= Charles Partridge Adams =

American painter (1858–1942)

Charles Partridge Adams (January 12, 1858 – October 14, 1942) was a largely self-taught American landscape artist who painted primarily in Colorado, and secondarily in California. Some paintings were also made in other Rocky Mountain states, the Pacific Northwest, and Canada, and a few in Louisiana, the East Coast, and Europe.

==Biography==
Adams was born in Franklin, Massachusetts; his family moved to Denver in 1876. In 1877 he began worked as an engraver in Denver, and received lessons from Helen Henderson Chain, an artist who had studied with George Inness. In 1885 he traveled to the East Coast and visited the studios of George Inness and Worthington Whittredge, and in 1888 he traveled to California and visited the studios of William Keith and Thomas Hill. He traveled to Louisiana in 1890, and to Europe in the summer of 1914. He spent the winter of 1916 in California, and moved to Los Angeles in 1920, and built a second home in Laguna Beach in 1926. He died in Los Angeles.

==Art==
Adams is known for his views of snowy mountain peaks in early morning or sunset light, or wreathed in storm clouds, and for his luminous sunset and twilight paintings of the river bottoms near Denver.
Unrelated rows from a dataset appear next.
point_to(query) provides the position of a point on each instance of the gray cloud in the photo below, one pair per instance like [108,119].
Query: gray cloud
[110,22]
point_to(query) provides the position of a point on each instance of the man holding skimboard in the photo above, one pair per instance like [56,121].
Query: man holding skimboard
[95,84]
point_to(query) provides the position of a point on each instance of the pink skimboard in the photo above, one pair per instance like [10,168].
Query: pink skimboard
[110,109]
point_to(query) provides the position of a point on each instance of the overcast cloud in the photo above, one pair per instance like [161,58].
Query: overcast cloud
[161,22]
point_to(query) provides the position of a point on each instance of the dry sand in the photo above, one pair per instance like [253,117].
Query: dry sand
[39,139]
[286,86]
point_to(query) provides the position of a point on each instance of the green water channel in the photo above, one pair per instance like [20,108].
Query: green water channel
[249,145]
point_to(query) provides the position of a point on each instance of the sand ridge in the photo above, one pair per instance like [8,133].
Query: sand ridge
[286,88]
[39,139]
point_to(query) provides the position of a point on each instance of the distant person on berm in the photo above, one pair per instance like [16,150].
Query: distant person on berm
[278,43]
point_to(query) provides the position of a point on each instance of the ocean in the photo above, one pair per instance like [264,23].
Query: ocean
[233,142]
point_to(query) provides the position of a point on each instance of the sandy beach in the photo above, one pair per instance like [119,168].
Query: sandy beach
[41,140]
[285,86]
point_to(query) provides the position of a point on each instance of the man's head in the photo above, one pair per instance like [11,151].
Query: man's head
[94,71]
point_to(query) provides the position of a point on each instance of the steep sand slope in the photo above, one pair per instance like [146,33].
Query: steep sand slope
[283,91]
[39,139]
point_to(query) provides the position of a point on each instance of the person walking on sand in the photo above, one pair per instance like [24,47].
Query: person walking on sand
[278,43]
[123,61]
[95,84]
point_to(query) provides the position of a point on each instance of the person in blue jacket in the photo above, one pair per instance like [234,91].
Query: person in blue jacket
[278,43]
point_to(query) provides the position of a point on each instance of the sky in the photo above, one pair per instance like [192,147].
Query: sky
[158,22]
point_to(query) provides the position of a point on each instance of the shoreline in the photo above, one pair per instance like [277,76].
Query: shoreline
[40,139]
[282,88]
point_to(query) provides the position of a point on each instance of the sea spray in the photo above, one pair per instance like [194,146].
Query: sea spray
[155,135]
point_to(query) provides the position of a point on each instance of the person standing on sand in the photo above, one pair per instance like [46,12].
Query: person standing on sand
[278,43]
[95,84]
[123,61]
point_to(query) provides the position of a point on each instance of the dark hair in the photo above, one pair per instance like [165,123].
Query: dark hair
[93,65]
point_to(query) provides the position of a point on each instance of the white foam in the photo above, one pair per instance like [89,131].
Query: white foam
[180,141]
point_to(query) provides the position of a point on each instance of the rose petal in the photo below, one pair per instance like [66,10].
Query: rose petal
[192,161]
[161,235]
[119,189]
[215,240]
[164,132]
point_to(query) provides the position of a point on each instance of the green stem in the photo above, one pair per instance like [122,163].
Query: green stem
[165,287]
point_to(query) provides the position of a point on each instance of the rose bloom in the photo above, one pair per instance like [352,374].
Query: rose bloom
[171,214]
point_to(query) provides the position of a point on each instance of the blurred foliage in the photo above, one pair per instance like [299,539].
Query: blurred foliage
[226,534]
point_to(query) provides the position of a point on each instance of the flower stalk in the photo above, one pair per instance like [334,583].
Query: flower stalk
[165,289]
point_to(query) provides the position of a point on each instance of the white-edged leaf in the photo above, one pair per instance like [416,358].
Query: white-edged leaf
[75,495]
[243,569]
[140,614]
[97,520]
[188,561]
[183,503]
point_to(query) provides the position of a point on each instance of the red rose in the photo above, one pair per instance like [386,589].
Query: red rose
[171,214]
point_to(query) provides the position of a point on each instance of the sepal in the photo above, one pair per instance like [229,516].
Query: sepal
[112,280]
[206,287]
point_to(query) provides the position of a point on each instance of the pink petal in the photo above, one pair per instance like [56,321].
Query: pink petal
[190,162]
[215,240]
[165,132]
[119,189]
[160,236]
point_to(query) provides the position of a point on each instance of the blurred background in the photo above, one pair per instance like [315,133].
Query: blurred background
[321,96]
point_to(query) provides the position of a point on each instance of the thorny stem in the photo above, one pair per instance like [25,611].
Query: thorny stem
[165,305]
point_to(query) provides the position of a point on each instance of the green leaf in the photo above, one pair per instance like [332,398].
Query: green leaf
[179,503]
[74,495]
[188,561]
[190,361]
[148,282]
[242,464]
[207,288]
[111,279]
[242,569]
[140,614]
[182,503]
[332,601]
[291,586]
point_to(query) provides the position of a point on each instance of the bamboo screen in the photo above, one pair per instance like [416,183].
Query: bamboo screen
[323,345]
Most of Adams paintings are enhanced by the use of stronger colors than one would find in a photograph. The evening shadows are bluer, the spring grass is greener, the sunsets more strikingly yellow or orange. He sometimes used very small areas of intense blue and red to enliven a dark shadowed area such as the heart of a clump of willows or the dark base of an aspen tree. He also made the mountains look about twice as tall as they actually look, as if seen through a telephoto lens.

Some of his earlier paintings include animals or human figures, but later paintings do not include them.

Roughly half of Adams paintings are oils and half are watercolors, which he began painting in the early 1890s. Over 950 paintings have been documented.

==Selected works==
- Mount Sopris - Watercolor c.1896
- Platte River Near Denver - Watercolor c.1900
- Early Morning in Autumn, Needle Mountains, Colorado - Oil on Board c.1920
- Pines and Boulders - Oil on Board c.1920
- Spanish Peaks Sunrise - Watercolor c.1920

==Bibliography==
- Dines, Dorothy, Leonard, Stephen J., and Cuba, Stanley L. The Art of Charles Partridge Adams Fulcrum Publishing Co, Golden CO. Three substantial essays about Adams' life and work are illustrated with 92 full color plates. 146 pp.